London: Heavier and taller children may be at an increased risk of developing kidney cancer as adults, a study has found.
Renal cell carcinoma (RCC) is the most common form of kidney cancer found in adults. Although it often occurs in men between the ages of 50 and 70, the cancer can be diagnosed throughout adulthood. Medical experts do not know the exact causes of RCC.
“We know that overweight in adulthood is associated with an increased risk of RCC. We also know that cancers take many years to develop,” said Britt Wang Jensen, from the Bispebjerg and Frederiksberg Hospital in Denmark, in a statement.
“We therefore had a theory that already being overweight in childhood would increase the risk of RCC later in life,” Jensen added.
To tease out the relationships between childhood body size and the risk of RCC in adulthood, researchers used data from 3,01,422 children born in Copenhagen in the years 1930 to 1985. The weights and heights were measured at annual school health examinations at the ages 7-13 years.
During about 32 years of observation, 1,010 individuals (680 men) were diagnosed with RCC. Among men and women significant and positive associations were observed between childhood BMI and height, respectively, and RCC risk.

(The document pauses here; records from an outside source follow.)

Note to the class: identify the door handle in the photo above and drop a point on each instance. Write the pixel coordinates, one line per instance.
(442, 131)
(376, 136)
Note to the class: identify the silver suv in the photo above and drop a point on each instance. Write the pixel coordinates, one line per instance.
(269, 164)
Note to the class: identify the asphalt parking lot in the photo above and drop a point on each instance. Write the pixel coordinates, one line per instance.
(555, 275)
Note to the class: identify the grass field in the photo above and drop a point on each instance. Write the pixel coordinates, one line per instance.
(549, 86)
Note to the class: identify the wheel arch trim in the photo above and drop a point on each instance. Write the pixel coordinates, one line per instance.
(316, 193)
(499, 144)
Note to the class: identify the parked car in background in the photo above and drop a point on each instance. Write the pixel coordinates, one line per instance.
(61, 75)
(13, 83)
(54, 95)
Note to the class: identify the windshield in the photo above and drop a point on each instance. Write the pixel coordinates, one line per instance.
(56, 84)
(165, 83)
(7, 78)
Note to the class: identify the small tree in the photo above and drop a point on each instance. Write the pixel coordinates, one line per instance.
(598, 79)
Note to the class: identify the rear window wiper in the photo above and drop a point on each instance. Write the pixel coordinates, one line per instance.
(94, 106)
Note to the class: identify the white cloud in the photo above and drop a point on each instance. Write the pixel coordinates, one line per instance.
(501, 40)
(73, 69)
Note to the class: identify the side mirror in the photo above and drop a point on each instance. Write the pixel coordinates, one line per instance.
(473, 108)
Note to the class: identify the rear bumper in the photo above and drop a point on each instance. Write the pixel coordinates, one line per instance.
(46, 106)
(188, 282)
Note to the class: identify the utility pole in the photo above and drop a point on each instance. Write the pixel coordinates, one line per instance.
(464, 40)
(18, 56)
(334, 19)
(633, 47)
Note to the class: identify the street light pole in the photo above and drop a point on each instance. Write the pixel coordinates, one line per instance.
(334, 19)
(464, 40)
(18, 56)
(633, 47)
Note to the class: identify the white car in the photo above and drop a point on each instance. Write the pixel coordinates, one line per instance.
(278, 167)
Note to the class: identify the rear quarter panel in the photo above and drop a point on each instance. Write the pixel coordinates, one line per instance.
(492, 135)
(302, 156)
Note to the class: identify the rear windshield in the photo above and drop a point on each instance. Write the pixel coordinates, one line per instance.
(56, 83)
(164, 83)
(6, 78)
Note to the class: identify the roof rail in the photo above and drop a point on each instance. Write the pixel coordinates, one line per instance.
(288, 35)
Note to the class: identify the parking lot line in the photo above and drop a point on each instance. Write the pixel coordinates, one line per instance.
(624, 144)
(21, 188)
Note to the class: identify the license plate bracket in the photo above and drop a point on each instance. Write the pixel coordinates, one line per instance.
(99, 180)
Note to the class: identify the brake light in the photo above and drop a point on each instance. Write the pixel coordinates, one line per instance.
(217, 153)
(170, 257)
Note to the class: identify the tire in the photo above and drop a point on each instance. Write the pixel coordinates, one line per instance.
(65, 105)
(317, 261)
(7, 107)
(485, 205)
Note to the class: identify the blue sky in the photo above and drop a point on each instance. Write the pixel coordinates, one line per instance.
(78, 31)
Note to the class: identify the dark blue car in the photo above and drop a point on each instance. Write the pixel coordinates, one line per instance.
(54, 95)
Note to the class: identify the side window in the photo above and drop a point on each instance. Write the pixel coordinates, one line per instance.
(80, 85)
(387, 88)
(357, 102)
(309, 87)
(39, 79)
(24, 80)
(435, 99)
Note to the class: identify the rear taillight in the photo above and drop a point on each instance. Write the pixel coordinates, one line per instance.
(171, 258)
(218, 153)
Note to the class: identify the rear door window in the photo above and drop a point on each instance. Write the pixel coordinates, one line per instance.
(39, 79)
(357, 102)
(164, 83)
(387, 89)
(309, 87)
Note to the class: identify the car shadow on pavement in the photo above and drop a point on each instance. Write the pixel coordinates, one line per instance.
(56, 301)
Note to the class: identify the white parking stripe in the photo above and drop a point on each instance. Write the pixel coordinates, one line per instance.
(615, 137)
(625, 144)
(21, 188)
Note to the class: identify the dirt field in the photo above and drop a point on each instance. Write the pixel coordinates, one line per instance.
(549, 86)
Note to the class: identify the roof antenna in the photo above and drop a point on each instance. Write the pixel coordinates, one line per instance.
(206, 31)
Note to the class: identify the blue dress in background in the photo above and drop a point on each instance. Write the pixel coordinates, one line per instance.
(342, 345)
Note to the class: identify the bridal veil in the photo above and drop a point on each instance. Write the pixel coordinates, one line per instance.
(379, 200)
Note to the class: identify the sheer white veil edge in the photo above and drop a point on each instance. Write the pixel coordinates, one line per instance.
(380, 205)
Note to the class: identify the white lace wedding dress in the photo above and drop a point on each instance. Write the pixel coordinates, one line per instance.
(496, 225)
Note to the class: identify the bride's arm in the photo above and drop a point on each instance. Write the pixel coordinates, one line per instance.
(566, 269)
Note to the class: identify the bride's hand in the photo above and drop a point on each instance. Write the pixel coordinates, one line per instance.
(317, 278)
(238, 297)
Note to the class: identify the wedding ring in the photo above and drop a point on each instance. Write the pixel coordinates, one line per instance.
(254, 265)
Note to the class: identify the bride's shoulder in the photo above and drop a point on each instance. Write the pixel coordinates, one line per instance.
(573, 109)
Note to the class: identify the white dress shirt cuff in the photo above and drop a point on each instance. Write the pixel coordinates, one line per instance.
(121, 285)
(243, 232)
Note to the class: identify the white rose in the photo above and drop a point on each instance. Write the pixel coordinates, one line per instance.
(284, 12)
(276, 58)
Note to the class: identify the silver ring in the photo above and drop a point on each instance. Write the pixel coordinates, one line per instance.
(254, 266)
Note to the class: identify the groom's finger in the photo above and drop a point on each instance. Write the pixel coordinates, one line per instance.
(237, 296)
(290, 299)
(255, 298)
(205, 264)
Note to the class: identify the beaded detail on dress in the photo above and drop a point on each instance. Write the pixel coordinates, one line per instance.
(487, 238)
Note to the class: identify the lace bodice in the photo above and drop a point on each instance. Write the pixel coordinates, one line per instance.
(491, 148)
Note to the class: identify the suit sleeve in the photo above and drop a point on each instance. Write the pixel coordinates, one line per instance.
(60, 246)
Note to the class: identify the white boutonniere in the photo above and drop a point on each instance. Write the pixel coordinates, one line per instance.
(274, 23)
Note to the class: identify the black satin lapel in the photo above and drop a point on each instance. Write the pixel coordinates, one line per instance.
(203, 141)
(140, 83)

When comparing two 13-year old children with one z-score difference in BMI – equivalent to 5.9 kg for boys and 6.8 kg for girls – but with similar height, the heaviest child had a 14 per cent higher risk of RCC than the leaner child.
“We have found in other studies that childhood height is positively associated with several cancer forms. Therefore, we did expect to find that tall children have a higher risk of RCC than average-sized children,” researchers said.
“Our findings that heavier and taller children have increased risks of RCC open the door to new ways to explore the causes of kidney cancer,” they added.